The processing capabilities of the prototype described in this chapter are, of course, extremely modest, indeed even minimal, in comparison to the architectural projections of the previous section. It is to be regarded only as an initial step designed to concretize the conformation-driven computing concept and to demonstrate its technological feasibility at the level of what might be called macroscopic fluidics. The step to lab-on-a-chip integration can readily be seen.
The important question concerns the basic claim—namely, that the conformationdriven approach should provide access to computational processes that cannot practically fit into a conventional architecture. The term transformal computing is apt. How would we even recognize whether a computational system performs an operation that is refractory to digital (i.e., formal) machines?
The famous thesis of Church and Turing asserts, in its strong form, that all processes in nature can be brought into the circle of formal computation (Hofstadter 1980). This is an open question. Whether the answer is affirmative or negative is not the issue with which we are concerned here. It is the practical question that is relevant. Many examples could be cited: human aesthetic judgments, legal judgments, ethical rules (like the Golden Rule), or any decision that involves an indefinitely large number of situations. Arguably, an unambiguous description of such general decision rules by formal rules (i.e., by a program in the Turing sense) is infeasible. We here enter the realm of what was referred to above as transformal computations.

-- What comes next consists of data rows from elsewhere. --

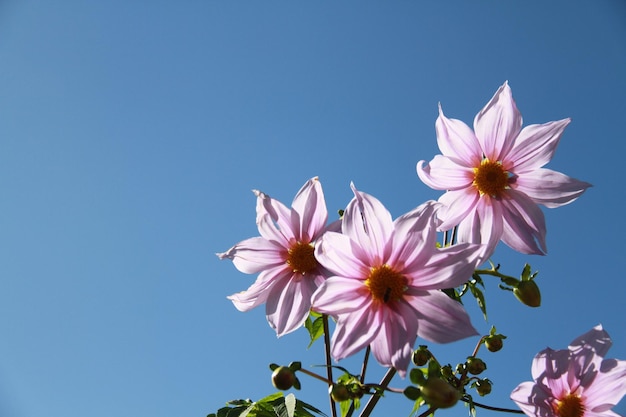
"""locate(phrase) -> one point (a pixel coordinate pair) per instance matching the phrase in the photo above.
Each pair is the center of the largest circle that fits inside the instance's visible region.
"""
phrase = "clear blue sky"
(131, 134)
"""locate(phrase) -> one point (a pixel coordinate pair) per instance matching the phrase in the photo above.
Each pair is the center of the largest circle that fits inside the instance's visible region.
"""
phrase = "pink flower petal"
(288, 305)
(532, 400)
(276, 211)
(339, 295)
(498, 124)
(524, 224)
(258, 292)
(254, 255)
(355, 331)
(341, 255)
(310, 207)
(457, 206)
(447, 267)
(270, 232)
(596, 339)
(393, 345)
(484, 225)
(414, 237)
(457, 141)
(441, 319)
(612, 374)
(368, 223)
(535, 146)
(443, 173)
(550, 188)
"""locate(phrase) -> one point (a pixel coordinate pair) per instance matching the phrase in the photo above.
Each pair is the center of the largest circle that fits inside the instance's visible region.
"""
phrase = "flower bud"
(339, 393)
(412, 393)
(283, 378)
(528, 293)
(483, 387)
(439, 393)
(421, 356)
(446, 371)
(493, 343)
(475, 365)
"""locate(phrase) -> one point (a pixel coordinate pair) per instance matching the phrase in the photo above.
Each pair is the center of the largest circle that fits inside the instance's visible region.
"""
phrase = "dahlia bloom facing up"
(384, 291)
(574, 382)
(494, 177)
(284, 257)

Of course, we do not expect the conformation-driven technology proposed here to perform such complex human operations either. Constructing an artificial brain that comes close to the human brain, even under the reasonable assumption that conformational processing plays a key role in the human mental process, exceeds by far any expectations that we would care to project. The proper question is: Can conformational processors perform transformations that exceed the practical capabilities of formal machines; and how could such transformations be identified?

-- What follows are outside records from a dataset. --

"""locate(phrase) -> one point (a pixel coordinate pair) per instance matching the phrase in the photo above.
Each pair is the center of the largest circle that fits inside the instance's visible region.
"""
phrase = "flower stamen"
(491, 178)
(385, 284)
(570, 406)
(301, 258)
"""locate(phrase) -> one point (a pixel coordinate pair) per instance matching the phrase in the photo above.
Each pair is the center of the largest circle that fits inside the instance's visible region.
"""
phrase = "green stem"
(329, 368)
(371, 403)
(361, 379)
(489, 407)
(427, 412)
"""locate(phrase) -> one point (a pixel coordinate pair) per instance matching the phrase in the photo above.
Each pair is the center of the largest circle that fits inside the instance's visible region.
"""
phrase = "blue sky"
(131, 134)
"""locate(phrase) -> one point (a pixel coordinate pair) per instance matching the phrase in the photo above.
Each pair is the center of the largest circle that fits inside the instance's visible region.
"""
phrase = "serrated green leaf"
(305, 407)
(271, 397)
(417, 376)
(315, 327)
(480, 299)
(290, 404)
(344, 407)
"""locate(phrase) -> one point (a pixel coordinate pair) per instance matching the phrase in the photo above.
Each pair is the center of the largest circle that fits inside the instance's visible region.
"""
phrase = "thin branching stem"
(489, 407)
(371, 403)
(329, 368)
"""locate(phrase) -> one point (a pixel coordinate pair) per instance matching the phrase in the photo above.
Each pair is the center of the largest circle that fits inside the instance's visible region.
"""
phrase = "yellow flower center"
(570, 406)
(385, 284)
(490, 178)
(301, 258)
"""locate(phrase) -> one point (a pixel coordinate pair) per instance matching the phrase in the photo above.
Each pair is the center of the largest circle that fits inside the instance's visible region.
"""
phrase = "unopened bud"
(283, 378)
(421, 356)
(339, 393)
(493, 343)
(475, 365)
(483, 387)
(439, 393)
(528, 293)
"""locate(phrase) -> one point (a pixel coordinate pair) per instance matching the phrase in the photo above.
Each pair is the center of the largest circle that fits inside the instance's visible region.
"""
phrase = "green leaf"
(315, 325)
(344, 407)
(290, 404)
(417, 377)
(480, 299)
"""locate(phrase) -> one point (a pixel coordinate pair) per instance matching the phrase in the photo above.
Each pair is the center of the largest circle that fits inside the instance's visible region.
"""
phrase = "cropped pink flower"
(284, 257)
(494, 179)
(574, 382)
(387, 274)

Take as a concrete example the functioning of an assembly line. Automation is limited by the speed of visual processing and by the fact that quality control problems are often ambiguous. If conformational processors were evolved and harvested that could preprocess ambiguous patterns in a manner that made them suitable for processing by vision algorithms, it would constitute what in practice might be called a transformal computation.

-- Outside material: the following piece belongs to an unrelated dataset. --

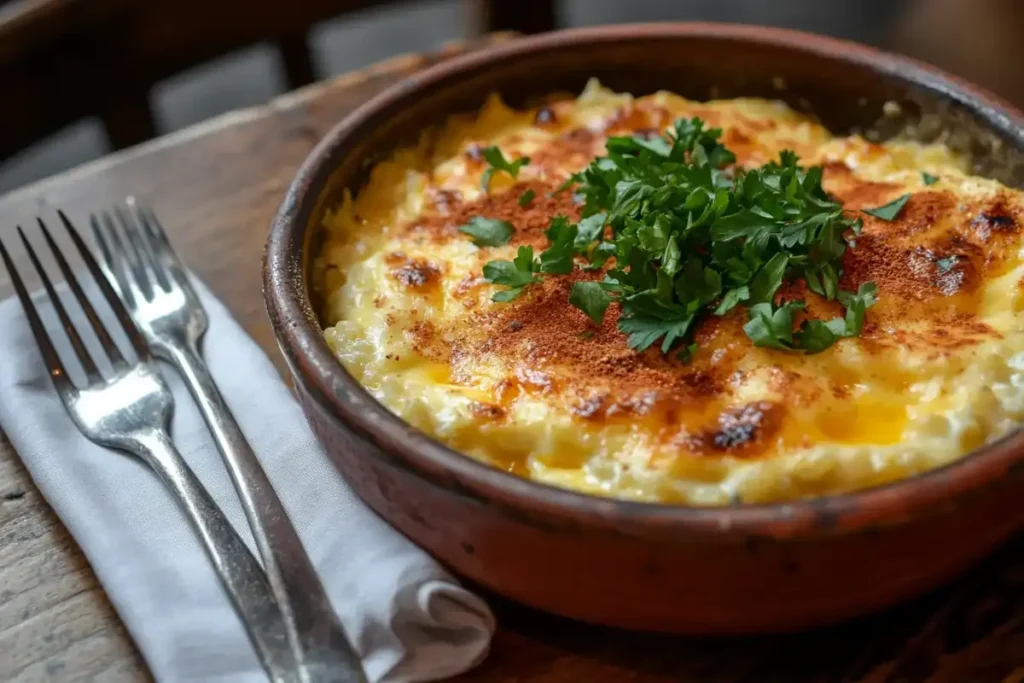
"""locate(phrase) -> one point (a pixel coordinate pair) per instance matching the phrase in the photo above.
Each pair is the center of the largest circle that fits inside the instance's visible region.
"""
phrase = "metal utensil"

By choosing to look at the benchmark XOR operation, we have a fortiori precluded the possibility of finding a transformal transformation. Our objective was to demonstrate that even a single enzyme species could do more processing than is standardly attributed to the threshold elements utilized in many current neural net models. Our working hypothesis—that we can use the conformation-driven approach to escape the practical limitations of programmable machines—is based on three considerations: the complexity arguments indicating that systems with selforganizing dynamics can perform more-complex operations than systems with programmable architectures, the technological feasibility of fabricating conformationdriven modules that utilize self-organizing dynamics, and the feasibility of using an evolutionary response surface methodology for developing a repertoire of highcomplexity basis transforms that can be embedded in or conjoined with higher level architectures. This is a three-point landing on theory, technology, and architecture. The pieces are present; bringing them together should yield computational capabilities complementary to and synergistic with digital capabilities.